I’ve always been a little bit silly when it comes to how ambitious I am. I’m 100% one of those people who has always wanted to do exactly what I’m doing right now. I’m so thankful that it’s actually working out so far. It’s the perfect combination of right place, right time, and right people and hopefully a certain amount of talent, and all of that stuff working for me. But as far as me actually wanting this, yeah 100% for as long as I can remember.
Photo by Wesley Stiles
That’s awesome that it’s working out! The production on a lot of your tracks has a very forward-thinking electronic sound, partially due to the fact that you kept the same production team from your first EP together for the Wild EP and album. Did you originally envision the tracks to have synth accompaniment? How did you originally decide that you wanted to pursue that futuristic R&B sound in your music?
I think that a lot of it is reflective of what I have been listening to in the last couple of years, and what I’ve been enjoying – everything from “Channel Orange” by Frank Ocean to “Pure Heroine” by Lorde, “My Beautiful Dark Twisted Fantasy” by Kanye, Flume, Hermitude, or whatever. I think that there’s a lot of interesting production sounds out there that have been out there for a couple of years and that’s what I’ve been listening to.
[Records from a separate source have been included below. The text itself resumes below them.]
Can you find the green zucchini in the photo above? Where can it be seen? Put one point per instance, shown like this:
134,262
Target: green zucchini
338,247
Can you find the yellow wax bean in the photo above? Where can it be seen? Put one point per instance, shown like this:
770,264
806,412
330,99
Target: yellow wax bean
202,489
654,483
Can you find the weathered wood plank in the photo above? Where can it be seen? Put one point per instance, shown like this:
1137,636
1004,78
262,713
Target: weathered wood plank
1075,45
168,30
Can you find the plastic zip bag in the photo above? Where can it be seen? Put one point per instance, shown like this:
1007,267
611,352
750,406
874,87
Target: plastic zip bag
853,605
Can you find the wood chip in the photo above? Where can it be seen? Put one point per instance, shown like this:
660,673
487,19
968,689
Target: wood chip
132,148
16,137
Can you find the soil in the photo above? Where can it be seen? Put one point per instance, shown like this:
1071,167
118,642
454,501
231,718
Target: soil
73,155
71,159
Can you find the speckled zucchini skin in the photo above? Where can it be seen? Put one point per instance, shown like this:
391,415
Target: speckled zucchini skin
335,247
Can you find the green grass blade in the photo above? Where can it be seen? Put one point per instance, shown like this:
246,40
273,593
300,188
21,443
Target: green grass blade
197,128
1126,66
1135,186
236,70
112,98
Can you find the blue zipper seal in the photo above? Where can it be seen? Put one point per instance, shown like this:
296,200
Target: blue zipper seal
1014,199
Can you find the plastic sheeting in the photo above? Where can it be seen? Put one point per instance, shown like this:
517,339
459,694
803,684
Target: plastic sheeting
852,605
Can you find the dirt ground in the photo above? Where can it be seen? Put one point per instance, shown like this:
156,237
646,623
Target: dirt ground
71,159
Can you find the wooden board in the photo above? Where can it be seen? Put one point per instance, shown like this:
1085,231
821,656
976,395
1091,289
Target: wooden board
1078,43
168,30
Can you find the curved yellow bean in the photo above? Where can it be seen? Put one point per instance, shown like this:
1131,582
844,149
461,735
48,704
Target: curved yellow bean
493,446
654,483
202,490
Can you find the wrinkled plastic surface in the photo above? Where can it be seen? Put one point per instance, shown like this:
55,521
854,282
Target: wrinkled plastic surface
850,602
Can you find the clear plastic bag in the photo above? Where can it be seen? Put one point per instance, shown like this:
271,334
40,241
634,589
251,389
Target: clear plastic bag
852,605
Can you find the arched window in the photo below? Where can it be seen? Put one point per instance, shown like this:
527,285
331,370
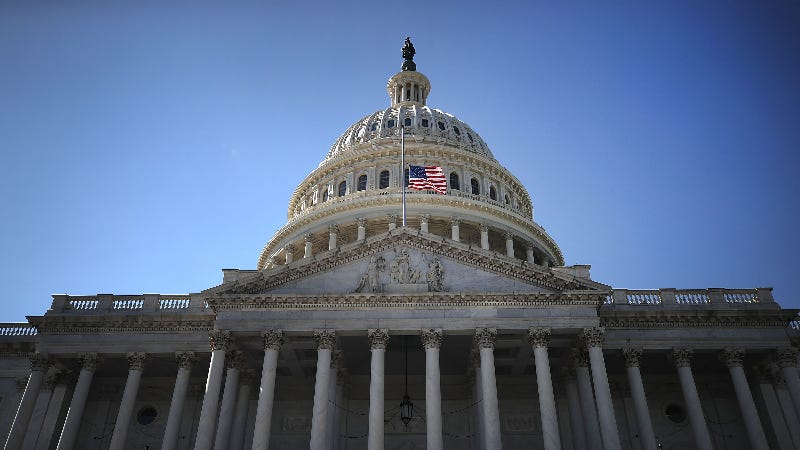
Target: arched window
454,181
384,180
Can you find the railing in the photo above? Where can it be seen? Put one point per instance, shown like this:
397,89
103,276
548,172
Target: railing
692,297
17,329
124,303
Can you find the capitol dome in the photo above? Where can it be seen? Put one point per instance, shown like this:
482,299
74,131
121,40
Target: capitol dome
356,193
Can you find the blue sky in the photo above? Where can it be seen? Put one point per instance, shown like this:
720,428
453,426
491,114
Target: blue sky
144,146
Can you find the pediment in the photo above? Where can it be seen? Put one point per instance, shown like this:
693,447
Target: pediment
403,262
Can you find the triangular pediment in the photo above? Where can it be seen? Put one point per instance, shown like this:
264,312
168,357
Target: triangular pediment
405,261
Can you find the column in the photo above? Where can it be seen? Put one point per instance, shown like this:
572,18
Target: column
377,341
288,251
136,362
732,357
273,339
325,343
454,232
432,341
308,249
682,358
593,338
539,339
242,407
219,341
72,423
588,409
185,361
575,418
787,362
633,358
362,228
423,222
333,232
509,245
39,365
485,338
484,236
227,408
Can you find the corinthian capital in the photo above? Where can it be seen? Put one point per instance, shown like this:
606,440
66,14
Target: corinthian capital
378,338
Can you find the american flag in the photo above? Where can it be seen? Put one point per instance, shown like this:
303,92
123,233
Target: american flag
427,177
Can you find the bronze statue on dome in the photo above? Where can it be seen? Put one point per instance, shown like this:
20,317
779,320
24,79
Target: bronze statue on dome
408,56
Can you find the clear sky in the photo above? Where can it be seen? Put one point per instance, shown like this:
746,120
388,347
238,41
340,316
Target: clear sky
146,145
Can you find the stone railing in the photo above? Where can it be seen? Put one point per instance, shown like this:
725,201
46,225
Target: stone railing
691,297
65,304
17,329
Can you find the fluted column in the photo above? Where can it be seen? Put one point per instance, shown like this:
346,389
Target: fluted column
575,417
72,423
593,338
242,406
432,341
377,340
588,409
308,248
787,362
485,338
539,339
219,341
484,236
682,358
423,222
273,339
136,362
509,245
288,252
325,343
185,361
39,365
633,358
227,408
333,232
454,230
362,228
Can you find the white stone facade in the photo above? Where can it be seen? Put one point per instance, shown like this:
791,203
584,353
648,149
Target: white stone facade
468,309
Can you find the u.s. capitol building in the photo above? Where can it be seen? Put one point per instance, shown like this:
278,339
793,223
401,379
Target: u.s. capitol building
453,326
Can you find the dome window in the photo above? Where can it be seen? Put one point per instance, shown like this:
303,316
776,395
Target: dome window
454,181
384,180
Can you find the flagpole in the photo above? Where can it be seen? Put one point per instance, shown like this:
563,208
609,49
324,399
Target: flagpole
403,168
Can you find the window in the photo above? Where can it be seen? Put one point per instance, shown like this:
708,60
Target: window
384,180
454,181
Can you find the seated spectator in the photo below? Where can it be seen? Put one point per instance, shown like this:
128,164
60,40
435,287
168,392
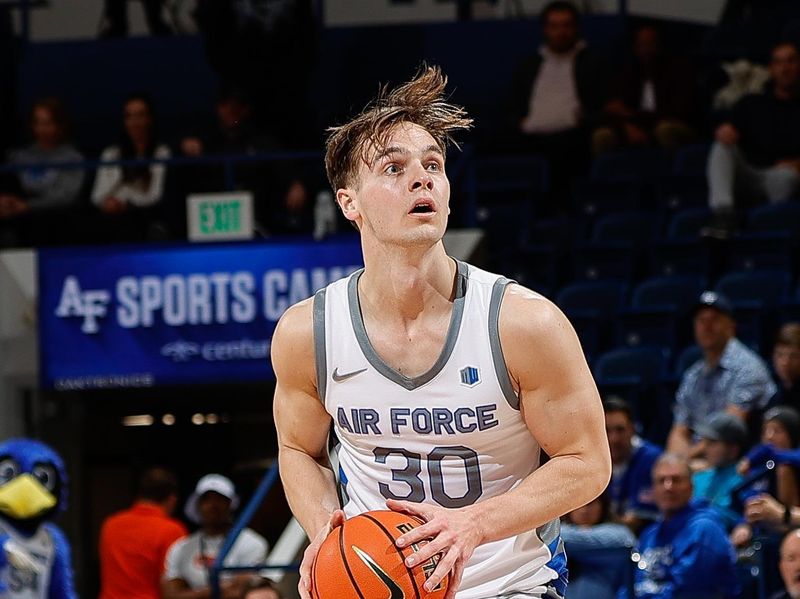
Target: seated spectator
630,490
134,542
770,500
756,155
260,588
789,566
786,363
724,436
729,377
557,93
686,552
43,188
188,561
120,189
599,551
282,204
652,100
I knew that I wanted to reflect that in my sound, so it was just about finding people who I felt understood it and were also interested in the same thing. Like you said, I’ve been working with a lot of them from the beginning, and I have full faith and trust in them. I’m thankful that they’ve helped me craft the sound in the way that they have.
Also owing to the nature of how you became famous, you attract a very millennial, phone-happy crowd. How do you feel about people glued to their phones for the entire concert? Does it bother you that people are increasingly on their phones during concerts?
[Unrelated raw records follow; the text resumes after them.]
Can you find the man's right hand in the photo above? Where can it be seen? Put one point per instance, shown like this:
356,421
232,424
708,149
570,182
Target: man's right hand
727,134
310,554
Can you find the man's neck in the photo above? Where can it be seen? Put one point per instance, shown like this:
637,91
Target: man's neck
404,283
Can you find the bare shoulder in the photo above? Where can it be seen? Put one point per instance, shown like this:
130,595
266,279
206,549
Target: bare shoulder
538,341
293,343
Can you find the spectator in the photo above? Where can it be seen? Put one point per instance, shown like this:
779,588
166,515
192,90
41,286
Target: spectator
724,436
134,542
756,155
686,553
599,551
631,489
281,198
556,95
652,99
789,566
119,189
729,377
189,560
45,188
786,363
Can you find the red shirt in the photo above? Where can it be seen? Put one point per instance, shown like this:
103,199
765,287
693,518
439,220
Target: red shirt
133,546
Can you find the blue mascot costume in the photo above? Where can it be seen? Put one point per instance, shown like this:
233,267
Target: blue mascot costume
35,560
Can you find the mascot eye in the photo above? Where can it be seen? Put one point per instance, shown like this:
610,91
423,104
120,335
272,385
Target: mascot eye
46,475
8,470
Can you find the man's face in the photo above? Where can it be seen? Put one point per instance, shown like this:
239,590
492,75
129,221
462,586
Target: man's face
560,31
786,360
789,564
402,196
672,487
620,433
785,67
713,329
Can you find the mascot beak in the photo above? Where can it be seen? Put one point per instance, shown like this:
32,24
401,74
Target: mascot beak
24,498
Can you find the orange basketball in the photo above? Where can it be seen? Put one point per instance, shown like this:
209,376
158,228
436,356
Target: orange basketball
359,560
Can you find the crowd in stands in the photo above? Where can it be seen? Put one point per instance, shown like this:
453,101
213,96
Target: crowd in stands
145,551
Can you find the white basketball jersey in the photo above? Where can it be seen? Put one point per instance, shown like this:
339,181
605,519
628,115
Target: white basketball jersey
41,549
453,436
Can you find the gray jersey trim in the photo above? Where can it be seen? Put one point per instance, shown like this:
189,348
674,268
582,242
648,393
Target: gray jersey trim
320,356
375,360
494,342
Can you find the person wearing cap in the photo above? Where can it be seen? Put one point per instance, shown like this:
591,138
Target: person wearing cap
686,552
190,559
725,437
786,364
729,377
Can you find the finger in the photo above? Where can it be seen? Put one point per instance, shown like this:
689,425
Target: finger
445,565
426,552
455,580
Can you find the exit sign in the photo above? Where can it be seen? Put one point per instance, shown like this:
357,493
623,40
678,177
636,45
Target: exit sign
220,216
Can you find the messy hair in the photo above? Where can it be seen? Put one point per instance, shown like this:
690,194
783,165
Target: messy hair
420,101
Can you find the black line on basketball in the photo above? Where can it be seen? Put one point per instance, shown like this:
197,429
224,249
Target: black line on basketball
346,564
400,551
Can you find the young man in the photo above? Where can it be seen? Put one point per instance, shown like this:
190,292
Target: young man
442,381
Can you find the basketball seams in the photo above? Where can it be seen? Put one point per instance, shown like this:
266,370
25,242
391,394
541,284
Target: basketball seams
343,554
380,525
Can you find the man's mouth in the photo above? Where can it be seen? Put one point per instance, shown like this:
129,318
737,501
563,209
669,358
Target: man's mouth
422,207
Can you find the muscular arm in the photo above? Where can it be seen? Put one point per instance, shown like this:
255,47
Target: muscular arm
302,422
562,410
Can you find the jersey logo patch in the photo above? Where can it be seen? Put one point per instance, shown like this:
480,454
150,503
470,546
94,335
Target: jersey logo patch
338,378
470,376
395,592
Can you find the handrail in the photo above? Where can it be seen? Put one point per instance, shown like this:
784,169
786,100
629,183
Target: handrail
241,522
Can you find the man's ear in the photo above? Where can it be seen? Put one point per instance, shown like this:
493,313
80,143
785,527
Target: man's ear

I mean it’s interesting, I haven’t really formed an opinion on it yet. Sometimes I see people just on their phones filming it and I’m like, “Okay, cool I guess you can rewatch it later?” It’s probably better to be just watching it with your eyeballs, you know? And then sometimes I’ll look up and I’ll see someone who is on FaceTime with a friend who’s wearing headphones and acting as if they’re in the crowd – like their hands are in the air and stuff like that that. That’s actually really cute, it’s adorable – every now and then I’ll look up and see someone like that. I guess it’s up to each individual person. When I’m at a show, I try to stay as focused on the actual show as I can and maybe I’ll do a little clip at the end for my Snapchat, but most of the time I just watch it myself. As long as you’re not texting, or on Twitter or something like that – as long as you’re not that bored, then I’m okay with it.
Last question. How do you feel about being described as an LGBT artist?
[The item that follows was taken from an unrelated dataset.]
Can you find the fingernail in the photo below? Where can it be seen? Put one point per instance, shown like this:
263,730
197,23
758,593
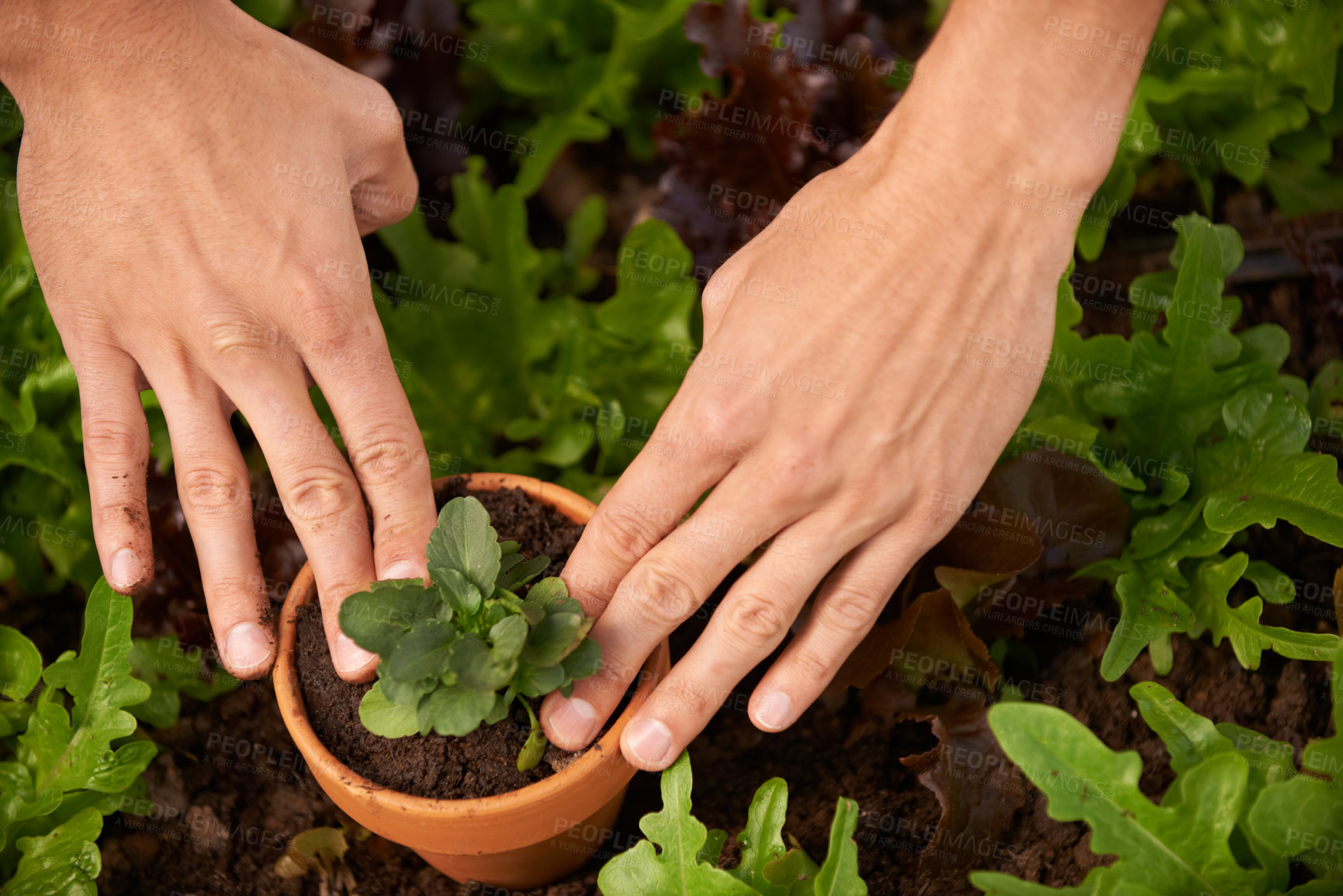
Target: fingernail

To be honest, it doesn’t make me feel much except pride. I think that for the longest time that was a fear for me, when I was growing up and I think for a lot of LGBT artists before this time that has always been a real fear – that was like a death sentence – whereas, now I don’t feel like it is that anymore and I don’t feel like it should be that. To me, it’s the same as being categorized as a blue-eyed artist, or something like that. It doesn’t make me feel much at all, it’s just the truth.